Ubiquitin-mediated proteolysis
Selective protein degradation is achieved by covalently tagging substrates with chains of ubiquitin through an enzymatic cascade (E1, E2, E3), marking them for recognition and destruction by the 26S proteasome and thereby providing regulated, substrate-specific turnover.

Mechanisms

In the ubiquitin-proteasome system, an enzymatic cascade (an activating E1, a conjugating E2, and a substrate-selecting E3 ligase) attaches ubiquitin chains to target proteins, which the 26S proteasome then recognises and degrades into peptides (Hershko & Ciechanover, 1998; Pickart, 2001).

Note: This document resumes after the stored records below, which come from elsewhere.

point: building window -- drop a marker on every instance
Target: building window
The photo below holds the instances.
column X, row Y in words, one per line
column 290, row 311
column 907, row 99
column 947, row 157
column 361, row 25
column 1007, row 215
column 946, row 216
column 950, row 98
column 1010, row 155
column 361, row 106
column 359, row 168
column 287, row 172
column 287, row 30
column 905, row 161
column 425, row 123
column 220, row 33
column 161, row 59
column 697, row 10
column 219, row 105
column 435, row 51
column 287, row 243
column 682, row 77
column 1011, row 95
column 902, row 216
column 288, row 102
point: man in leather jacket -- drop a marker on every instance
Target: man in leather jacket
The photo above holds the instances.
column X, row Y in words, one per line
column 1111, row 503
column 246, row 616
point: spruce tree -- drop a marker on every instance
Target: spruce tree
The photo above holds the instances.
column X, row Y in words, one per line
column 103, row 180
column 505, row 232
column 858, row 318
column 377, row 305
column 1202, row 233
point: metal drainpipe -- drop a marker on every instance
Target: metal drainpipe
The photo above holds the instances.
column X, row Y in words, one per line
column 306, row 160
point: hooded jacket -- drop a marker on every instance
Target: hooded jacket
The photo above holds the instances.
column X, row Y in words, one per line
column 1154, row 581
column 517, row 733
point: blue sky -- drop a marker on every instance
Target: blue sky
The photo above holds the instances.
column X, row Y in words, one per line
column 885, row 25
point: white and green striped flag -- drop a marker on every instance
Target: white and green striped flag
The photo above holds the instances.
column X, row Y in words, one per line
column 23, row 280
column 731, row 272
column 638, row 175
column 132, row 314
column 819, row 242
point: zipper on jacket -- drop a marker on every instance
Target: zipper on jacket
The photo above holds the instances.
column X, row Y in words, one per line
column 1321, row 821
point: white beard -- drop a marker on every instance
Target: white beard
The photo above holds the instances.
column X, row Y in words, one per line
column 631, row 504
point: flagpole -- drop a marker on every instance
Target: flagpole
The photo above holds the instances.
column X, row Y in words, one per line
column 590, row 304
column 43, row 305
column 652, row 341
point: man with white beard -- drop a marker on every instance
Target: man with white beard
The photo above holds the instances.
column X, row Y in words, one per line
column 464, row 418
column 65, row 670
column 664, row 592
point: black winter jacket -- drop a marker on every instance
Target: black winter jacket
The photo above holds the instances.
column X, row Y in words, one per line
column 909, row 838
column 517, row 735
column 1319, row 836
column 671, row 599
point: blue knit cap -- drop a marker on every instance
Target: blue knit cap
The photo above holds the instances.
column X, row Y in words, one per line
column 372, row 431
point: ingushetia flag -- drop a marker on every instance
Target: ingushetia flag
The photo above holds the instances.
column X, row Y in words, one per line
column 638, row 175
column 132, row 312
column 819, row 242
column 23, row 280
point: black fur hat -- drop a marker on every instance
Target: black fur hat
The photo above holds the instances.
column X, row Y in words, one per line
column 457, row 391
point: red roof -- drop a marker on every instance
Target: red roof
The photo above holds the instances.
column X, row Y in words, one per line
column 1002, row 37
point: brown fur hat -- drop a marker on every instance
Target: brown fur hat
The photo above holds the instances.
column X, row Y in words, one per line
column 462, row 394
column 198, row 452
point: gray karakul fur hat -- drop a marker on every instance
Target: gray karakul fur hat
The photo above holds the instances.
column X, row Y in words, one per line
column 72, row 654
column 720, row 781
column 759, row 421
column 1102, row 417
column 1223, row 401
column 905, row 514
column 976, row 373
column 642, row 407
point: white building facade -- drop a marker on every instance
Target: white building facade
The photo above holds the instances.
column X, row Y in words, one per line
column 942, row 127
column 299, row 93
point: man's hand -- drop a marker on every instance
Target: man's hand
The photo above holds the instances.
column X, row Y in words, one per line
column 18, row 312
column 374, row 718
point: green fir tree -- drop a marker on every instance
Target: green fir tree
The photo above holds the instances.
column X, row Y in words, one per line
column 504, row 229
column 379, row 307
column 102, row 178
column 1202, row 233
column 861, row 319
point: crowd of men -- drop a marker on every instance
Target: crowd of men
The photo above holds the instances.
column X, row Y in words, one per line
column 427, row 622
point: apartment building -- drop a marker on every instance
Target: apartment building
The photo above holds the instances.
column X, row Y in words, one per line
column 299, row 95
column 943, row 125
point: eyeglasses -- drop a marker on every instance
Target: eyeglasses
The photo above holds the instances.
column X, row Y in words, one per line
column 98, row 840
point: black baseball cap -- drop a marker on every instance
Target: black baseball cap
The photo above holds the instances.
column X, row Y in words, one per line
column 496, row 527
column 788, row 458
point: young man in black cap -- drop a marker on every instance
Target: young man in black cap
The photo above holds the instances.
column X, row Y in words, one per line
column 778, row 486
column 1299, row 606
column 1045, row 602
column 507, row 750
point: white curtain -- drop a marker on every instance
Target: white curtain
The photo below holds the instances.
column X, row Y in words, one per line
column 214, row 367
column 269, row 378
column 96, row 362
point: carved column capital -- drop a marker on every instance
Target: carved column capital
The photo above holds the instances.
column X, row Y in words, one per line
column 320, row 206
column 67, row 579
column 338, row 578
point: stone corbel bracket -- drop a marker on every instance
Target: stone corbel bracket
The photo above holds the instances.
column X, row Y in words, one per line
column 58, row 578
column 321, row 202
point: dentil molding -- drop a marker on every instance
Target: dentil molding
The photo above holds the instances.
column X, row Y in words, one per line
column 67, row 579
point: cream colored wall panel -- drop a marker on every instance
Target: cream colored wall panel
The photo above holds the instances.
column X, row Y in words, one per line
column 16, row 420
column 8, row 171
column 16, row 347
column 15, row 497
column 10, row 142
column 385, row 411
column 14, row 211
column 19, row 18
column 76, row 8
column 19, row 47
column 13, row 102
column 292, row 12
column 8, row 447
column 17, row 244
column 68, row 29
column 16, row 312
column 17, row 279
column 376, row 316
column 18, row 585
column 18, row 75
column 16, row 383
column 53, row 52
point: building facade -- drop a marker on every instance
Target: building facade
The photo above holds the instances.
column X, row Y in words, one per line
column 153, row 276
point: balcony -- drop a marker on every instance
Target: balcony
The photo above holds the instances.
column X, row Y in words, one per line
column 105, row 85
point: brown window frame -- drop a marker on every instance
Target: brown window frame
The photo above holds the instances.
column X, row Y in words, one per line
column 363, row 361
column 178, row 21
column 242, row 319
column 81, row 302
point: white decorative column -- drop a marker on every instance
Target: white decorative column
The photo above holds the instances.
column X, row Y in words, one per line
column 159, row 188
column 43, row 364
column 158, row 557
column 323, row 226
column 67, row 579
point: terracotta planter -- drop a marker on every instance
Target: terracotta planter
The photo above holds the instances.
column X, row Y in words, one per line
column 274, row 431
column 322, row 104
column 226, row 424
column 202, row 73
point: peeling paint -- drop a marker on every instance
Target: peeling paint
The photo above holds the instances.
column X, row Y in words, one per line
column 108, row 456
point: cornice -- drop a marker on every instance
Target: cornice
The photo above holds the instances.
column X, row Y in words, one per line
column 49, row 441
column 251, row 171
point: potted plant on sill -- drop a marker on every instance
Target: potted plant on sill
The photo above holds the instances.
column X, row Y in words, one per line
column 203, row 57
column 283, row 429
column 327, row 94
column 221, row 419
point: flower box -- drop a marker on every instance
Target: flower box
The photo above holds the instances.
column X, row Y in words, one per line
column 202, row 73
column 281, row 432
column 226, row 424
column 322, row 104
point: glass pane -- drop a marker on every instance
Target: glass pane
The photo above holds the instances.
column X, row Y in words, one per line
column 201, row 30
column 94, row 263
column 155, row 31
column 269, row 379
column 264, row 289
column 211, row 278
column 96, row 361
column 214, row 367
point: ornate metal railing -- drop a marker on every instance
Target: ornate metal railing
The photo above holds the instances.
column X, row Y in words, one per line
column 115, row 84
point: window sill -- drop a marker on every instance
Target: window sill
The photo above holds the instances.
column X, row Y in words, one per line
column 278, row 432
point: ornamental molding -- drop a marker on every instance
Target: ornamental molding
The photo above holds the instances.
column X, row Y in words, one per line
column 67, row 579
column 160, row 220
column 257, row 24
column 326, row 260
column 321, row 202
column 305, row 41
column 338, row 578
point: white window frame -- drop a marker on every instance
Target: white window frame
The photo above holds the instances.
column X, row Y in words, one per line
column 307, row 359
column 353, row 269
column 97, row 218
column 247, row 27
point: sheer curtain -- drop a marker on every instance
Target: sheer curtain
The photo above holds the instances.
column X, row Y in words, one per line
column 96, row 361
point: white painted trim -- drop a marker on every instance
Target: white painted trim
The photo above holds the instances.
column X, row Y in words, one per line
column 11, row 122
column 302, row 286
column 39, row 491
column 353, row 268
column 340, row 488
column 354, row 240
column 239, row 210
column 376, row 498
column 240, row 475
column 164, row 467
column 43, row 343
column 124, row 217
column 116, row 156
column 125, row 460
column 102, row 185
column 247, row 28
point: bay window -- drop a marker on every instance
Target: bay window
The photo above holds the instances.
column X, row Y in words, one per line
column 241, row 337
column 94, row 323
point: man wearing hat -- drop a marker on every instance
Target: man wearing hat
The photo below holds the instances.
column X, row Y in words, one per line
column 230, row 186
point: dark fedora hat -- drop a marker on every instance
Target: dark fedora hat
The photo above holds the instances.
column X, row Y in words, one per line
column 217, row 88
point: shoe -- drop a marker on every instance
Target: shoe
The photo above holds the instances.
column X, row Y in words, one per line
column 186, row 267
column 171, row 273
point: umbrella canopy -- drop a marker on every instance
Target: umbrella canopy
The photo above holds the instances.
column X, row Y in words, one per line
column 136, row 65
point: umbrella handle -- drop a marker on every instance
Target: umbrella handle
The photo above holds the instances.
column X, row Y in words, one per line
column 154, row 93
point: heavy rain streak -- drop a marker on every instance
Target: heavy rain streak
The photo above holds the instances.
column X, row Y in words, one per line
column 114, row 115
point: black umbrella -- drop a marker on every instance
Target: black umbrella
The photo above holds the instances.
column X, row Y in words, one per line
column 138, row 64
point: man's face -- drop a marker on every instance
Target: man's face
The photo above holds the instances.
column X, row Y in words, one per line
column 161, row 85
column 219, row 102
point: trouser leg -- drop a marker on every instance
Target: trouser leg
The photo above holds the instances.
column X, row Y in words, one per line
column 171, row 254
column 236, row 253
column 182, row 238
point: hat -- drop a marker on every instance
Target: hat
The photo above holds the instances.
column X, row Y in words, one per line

Bulkier or aggregated material and whole organelles are instead enclosed and delivered to the lysosome by autophagy (Mizushima & Komatsu, 2011). In the endoplasmic reticulum, accumulation of misfolded proteins triggers the unfolded protein response, which adjusts folding capacity and degradation (Ron & Walter, 2007). These pathways act together within the proteostasis network to keep protein levels and quality in balance (Balch et al., 2008).

Clinical relevance

Impaired degradation and the accumulation of misfolded proteins are features studied in neurodegenerative and other conditions, and the proteasome is itself a target of pharmacological research. This entry describes the normal mechanisms and their general relevance; it is not a basis for individual diagnosis or treatment.

History

The discovery in the late twentieth century that ubiquitin tagging directs regulated protein degradation, recognised by the 2004 Nobel Prize in Chemistry, established selective proteolysis as a controlled process (Hershko & Ciechanover, 1998). Work on autophagy, recognised by the 2016 Nobel Prize in Physiology or Medicine (Mizushima & Komatsu, 2011), and on the unfolded protein response (Ron & Walter, 2007) extended quality control to bulk degradation and stress signalling, consolidating the modern proteostasis framework.

Key figures

  • Aaron Ciechanover
  • Avram Hershko
  • Irwin Rose
  • Cecile Pickart
  • Yoshinori Ohsumi
  • Peter Walter

Related topics

Seminal works

  • hershko-1998
  • mizushima-2011
  • balch-2008

Frequently asked questions

What is the difference between the proteasome and autophagy?
The proteasome degrades individual proteins that have been tagged with ubiquitin, whereas autophagy engulfs larger cargo, including aggregates and whole organelles, and delivers it to the lysosome. They are complementary degradation routes.
Why does a cell destroy proteins it has just made?
Removing misfolded, damaged, or no-longer-needed proteins prevents harmful accumulation and lets the cell regulate protein levels in response to its needs, keeping the proteome in balance.